My photo
ALBERT B. CASUGA, a Philippine-born writer, lives in Mississauga, Ontario, Canada, where he continues to write poetry, fiction, and criticism after his retirement from teaching and serving as an elected member of his region's school board. He was nominated to the Mississauga Arts Council Literary Awards in 2007. A graduate of the Royal and Pontifical University of St. Thomas (now University of Santo Tomas, Manila. Literature and English, magna cum laude), he taught English and Literature (Criticism, Theory, and Creative Writing) at the Philippines' De La Salle University and San Beda College. He has authored books of poetry, short stories, literary theory and criticism. He has won awards for his works in Canada, the U.S.A., and the Philippines. His latest work, A Theory of Echoes and Other Poems was published February 2009 by the University of Santo Tomas Publishing House. His fiction and poetry were published by online literary journals Asia Writes and Coastal Poems recently. He was a Fellow at the 1972 Silliman University Writers Workshop, Philippines. As a journalist, he worked with the United Press International and wrote an art column for the defunct Philippines Herald.

Sunday, April 6, 2014



They stand still, move a little when someone stares, then point to the tip can.

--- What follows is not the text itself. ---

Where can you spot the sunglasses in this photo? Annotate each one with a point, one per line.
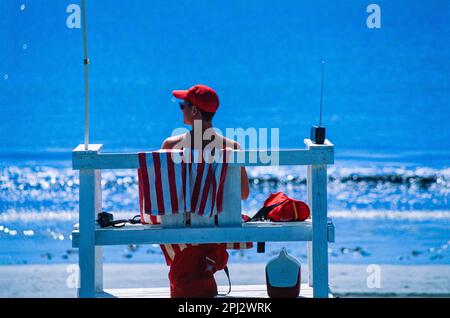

How grotesque should I get to get noticed as a busker?
An earlier mask was that of an Oscar statue, gold, de oro.
Yes, I was naked, except for a fig leaf on my privates.
Standing ramrod straight like the stroked movie award,
I can’t even get rowdy sistahs to scream libidinal cusses,
Nor the crotch-scratching, repositioning, baggy-pants
Brodahs to giggle at my golden balls and golden tool.

Have been doing this before Hollywood sent Britney
To bare her derriere at salivating dotards on front row.
But where is the silver change, the crumpled bills?
I regret leaving Oaxaca’s fishing village, but fishing
Is not a man’s job. It is a lazy act. Miming here is art.
Haven’t I sent my boys through school with this work?
I will stand still here and listen to the can’s clunking.

Maybe tomorrow, I will put on a wig, and put on a garb
Much like that of Jesucristo, a glowing heart on my chest
And mime a gentle smile on my lips, two fingers raised
In an act of blessing scuttling tourists in the Name
Of my Father, in my Name, and in the Holy Ghost’s.
Maybe someone will notice me then, as a stolen statue
From the Cathedral behind the 24-hour brothel in Reno.